Shares of Symphony Limited saw an 8% decline, the largest since February 2025, following a consolidated net loss in the fourth quarter of FY26 due to significant impairment charges related to its Australian operations. The stock was trading 7.47% lower at Rs 725.5 during noon trade, marking an overall decline of 11% in the last month and 21% in 2026. It has fallen nearly 45% from its recent 52-week high of Rs 1,309.
Symphony reported a consolidated net loss of Rs 218 crore for the March quarter, a stark contrast to the Rs 79 crore net profit in the same period last year. The decline in profitability was primarily due to exceptional impairment charges associated with its Australian subsidiary operations. Revenue from operations also fell by 30.7% year-on-year to Rs 338 crore during the quarter.
The company’s operating performance faced significant pressure, with EBITDA dropping by 53.3% to Rs 50 crore from Rs 107 crore a year ago. The EBITDA margin narrowed to 14.8% from 21.9% during the same period. Symphony acknowledged exceptional impairment charges during the quarter and the financial year ending March 31, 2026.

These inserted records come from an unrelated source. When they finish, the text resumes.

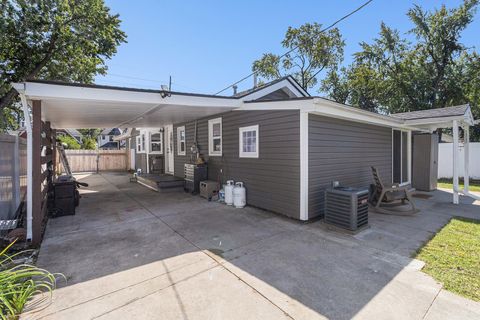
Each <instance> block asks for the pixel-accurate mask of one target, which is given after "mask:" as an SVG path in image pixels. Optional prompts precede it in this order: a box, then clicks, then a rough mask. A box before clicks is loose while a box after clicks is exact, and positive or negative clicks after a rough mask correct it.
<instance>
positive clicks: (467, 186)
mask: <svg viewBox="0 0 480 320" xmlns="http://www.w3.org/2000/svg"><path fill="white" fill-rule="evenodd" d="M463 151H464V152H463V156H464V161H463V193H464V194H465V195H468V194H469V190H468V189H469V187H470V181H469V180H470V173H469V172H468V168H469V165H470V163H469V161H470V160H469V157H470V126H469V125H468V123H466V124H465V126H464V127H463Z"/></svg>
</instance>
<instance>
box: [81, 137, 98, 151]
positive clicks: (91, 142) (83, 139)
mask: <svg viewBox="0 0 480 320" xmlns="http://www.w3.org/2000/svg"><path fill="white" fill-rule="evenodd" d="M82 149H85V150H95V149H97V142H96V141H95V139H93V138H91V137H83V138H82Z"/></svg>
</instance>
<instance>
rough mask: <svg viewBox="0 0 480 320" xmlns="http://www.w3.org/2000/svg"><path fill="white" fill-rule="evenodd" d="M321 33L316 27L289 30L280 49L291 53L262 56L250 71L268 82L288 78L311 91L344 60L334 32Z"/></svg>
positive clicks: (305, 25) (342, 44)
mask: <svg viewBox="0 0 480 320" xmlns="http://www.w3.org/2000/svg"><path fill="white" fill-rule="evenodd" d="M321 30H322V25H321V24H318V23H312V24H311V23H306V24H304V25H302V26H300V27H299V28H292V27H289V28H288V30H287V32H286V34H285V38H284V39H283V41H282V46H283V47H284V48H286V49H289V51H290V50H292V51H291V52H290V53H288V54H286V55H284V56H279V55H276V54H273V53H265V54H264V55H263V56H262V58H260V59H259V60H256V61H254V62H253V66H252V71H253V72H255V73H256V74H257V75H259V76H260V77H264V78H266V79H268V80H273V79H278V78H280V77H282V76H284V75H287V74H290V75H292V76H293V77H294V78H295V79H296V80H297V81H298V83H299V84H300V85H301V86H302V88H304V89H305V90H308V89H310V88H312V87H314V86H315V85H316V84H317V76H318V75H319V74H320V73H321V72H322V71H324V70H328V69H332V68H335V67H336V66H337V65H338V63H339V62H340V61H341V60H342V59H343V47H344V45H345V42H344V41H343V39H342V37H341V35H340V31H339V30H338V29H337V28H334V29H330V30H328V31H326V32H322V31H321Z"/></svg>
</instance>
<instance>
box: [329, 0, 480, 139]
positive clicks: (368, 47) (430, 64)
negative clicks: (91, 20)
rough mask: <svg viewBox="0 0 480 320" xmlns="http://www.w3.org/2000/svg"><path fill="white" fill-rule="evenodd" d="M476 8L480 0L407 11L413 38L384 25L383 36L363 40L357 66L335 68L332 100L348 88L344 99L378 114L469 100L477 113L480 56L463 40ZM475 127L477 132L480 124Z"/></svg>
mask: <svg viewBox="0 0 480 320" xmlns="http://www.w3.org/2000/svg"><path fill="white" fill-rule="evenodd" d="M477 6H478V0H465V1H464V2H463V4H462V5H460V6H459V7H458V8H454V9H450V10H449V9H447V8H446V7H445V6H444V5H443V6H442V7H441V8H439V9H438V10H434V11H432V12H428V11H424V10H423V9H422V8H421V7H420V6H418V5H415V6H414V7H413V8H412V9H410V10H409V11H408V13H407V15H408V17H409V19H410V21H411V22H412V24H413V28H412V29H411V30H410V31H409V33H410V34H411V35H413V36H414V40H413V41H408V40H407V39H404V38H402V37H401V35H400V32H399V31H397V30H395V29H392V28H390V27H388V26H386V25H385V24H384V23H382V24H381V26H380V33H379V36H378V38H377V39H374V41H373V42H372V43H370V44H369V43H366V42H362V43H361V44H360V45H361V51H359V52H357V53H356V54H355V56H354V62H353V63H352V65H351V66H349V67H348V69H347V70H345V71H343V72H339V71H332V72H334V73H336V75H330V76H329V77H327V78H326V79H324V81H323V83H322V89H323V90H324V91H325V92H326V93H327V94H328V95H329V96H330V97H331V98H332V99H338V94H337V92H338V91H339V90H341V91H348V92H349V93H348V97H347V98H346V99H345V97H344V96H342V97H341V99H340V100H341V101H340V102H342V101H345V100H346V101H347V102H349V103H350V104H353V105H356V106H359V107H361V108H364V109H368V110H375V111H377V112H384V113H396V112H406V111H415V110H425V109H433V108H442V107H447V106H453V105H459V104H464V103H469V104H470V105H471V107H472V110H473V112H474V114H475V115H477V116H478V114H479V113H480V112H479V108H480V99H479V97H480V89H479V83H480V61H479V56H478V54H477V53H476V52H475V51H474V50H473V49H469V48H466V47H465V46H464V45H463V44H462V43H461V41H460V39H461V35H462V32H463V31H464V30H465V28H466V27H467V26H468V25H469V24H470V23H471V22H472V21H473V17H474V14H475V12H476V8H477ZM345 87H348V90H346V89H345ZM472 131H473V132H472V133H473V136H475V135H476V133H478V131H479V128H478V126H477V128H476V129H473V130H472ZM479 136H480V134H479ZM477 137H478V136H477Z"/></svg>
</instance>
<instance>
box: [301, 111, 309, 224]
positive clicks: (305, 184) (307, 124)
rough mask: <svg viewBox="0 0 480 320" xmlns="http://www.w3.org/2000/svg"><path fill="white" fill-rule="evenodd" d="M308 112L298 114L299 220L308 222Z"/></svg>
mask: <svg viewBox="0 0 480 320" xmlns="http://www.w3.org/2000/svg"><path fill="white" fill-rule="evenodd" d="M308 180H309V174H308V112H300V220H302V221H306V220H308Z"/></svg>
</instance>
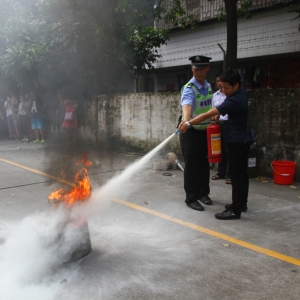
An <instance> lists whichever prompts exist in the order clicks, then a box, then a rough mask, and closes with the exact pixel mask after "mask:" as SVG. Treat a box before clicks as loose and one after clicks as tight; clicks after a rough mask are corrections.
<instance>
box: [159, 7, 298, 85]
mask: <svg viewBox="0 0 300 300" xmlns="http://www.w3.org/2000/svg"><path fill="white" fill-rule="evenodd" d="M296 17H297V13H288V12H287V11H286V10H284V9H283V8H278V9H270V10H267V11H262V12H254V13H253V14H252V17H251V18H250V19H248V20H246V19H245V18H239V19H238V45H237V55H238V57H237V58H238V59H247V58H250V57H251V58H255V57H261V56H266V55H280V54H284V53H295V52H299V51H300V31H299V30H298V25H299V20H298V19H297V18H296ZM226 36H227V28H226V22H225V21H217V20H216V21H215V22H209V23H204V24H201V25H200V26H198V27H197V28H195V29H190V28H185V29H181V30H176V31H172V32H171V37H170V40H169V41H168V42H167V44H166V45H162V46H161V47H159V48H158V49H157V50H158V54H160V55H161V58H159V59H158V61H157V63H155V64H154V67H155V69H160V68H168V67H174V66H185V65H189V60H188V58H189V57H190V56H193V55H199V54H201V55H206V56H209V57H212V60H211V62H212V63H213V62H219V61H223V52H222V51H221V49H220V48H219V46H218V43H220V44H221V45H222V47H223V48H224V49H225V50H226V47H227V39H226ZM156 90H157V89H156Z"/></svg>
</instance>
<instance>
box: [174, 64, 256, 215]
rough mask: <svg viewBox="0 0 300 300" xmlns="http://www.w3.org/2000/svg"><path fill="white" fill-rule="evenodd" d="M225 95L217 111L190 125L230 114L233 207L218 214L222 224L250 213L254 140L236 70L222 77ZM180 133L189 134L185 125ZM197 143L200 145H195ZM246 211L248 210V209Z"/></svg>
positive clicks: (242, 87)
mask: <svg viewBox="0 0 300 300" xmlns="http://www.w3.org/2000/svg"><path fill="white" fill-rule="evenodd" d="M220 80H221V86H222V91H223V92H224V94H225V95H226V100H225V101H224V102H223V103H222V104H221V105H218V106H217V107H214V108H212V109H210V110H209V111H207V112H205V113H203V114H200V115H198V116H197V117H196V118H194V119H192V120H191V121H190V124H191V125H195V124H199V122H203V121H205V120H207V118H213V119H217V118H218V117H219V116H220V115H223V116H225V115H226V114H228V120H229V126H228V147H229V152H228V153H229V162H230V168H231V181H232V203H230V204H229V203H228V204H225V210H224V211H223V212H221V213H216V214H215V217H216V218H217V219H219V220H232V219H240V217H241V213H242V212H243V211H246V210H247V201H248V192H249V177H248V154H249V150H250V145H251V140H252V137H251V135H250V131H249V129H248V127H247V124H248V98H247V93H246V91H245V89H244V88H243V87H242V86H241V76H240V74H239V72H238V71H237V70H234V69H227V70H226V71H224V72H223V73H222V74H221V76H220ZM178 129H179V131H180V133H184V132H186V131H187V126H186V124H185V122H184V121H183V122H181V124H179V126H178ZM194 142H195V143H198V141H194ZM245 208H246V209H245Z"/></svg>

Symphony recorded an impairment of goodwill attributable to Climate Holdings Pty Limited, formerly known as Symphony AU Pty Ltd, amounting to Rs 173.09 crore. This impairment was a result of deteriorating business performance, profitability, and the failure to achieve expected business synergies despite management efforts, as stated in the company’s filing. The company’s performance in the quarter was affected by various challenges, including weather-related issues, geopolitical uncertainties, and operational problems across its international subsidiaries. However, the management noted that the subsidiary businesses performed relatively better than the standalone operations.